3.4. Ethics approval and informed consent

The proband was enrolled in the IRB‐approved Manton Center for Orphan Disease Research Gene Discovery Core at Boston Children's Hospital. Informed consent was also obtained from the parents/guardians for additional investigative studies by inclusion in the University Hospitals Cleveland Medical Center IRB‐approved Disorders of Pyruvate Metabolism: Phenotype Genotype Study as well as the IRB‐approved NIH‐funded North American Mitochondrial Disease Consortium research project titled “Natural History and Advanced Genetic Study of PDC Deficiencies,” for additional functional and/or molecular analyses.

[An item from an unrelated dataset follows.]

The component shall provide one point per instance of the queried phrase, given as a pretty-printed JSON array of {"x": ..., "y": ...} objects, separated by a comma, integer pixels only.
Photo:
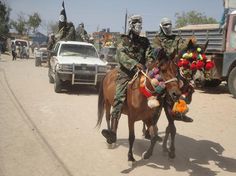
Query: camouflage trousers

All procedures followed were in accordance with the ethical standards of the responsible committee on human experimentation (institutional and national) and with the Helsinki Declaration of 1975, as revised in 2000. Informed consent was obtained from the patient for being included in the study.

4. RESULTS

4.1. Identification of PDP1 variant by NGS

The 23‐gene pyruvate metabolism targeted NGS panel identified a novel homozygous c.575dupT p.L192FfsX5 PDP1 variant in the proband, which was subsequently confirmed by Sanger sequencing and predicted to produce a premature stop codon (Figure 1A). Parents were found to be carriers for the same PDP1 variant on chromosome (Chr) 8 (Figure 1A), confirming the trans configuration in the proband. Follow‐up protein expression analysis in proband fibroblasts by immunoblotting using antibodies against PDP1 revealed an absent PDP1 protein level (Figure 1B), supporting the pathogenic classification of this variant.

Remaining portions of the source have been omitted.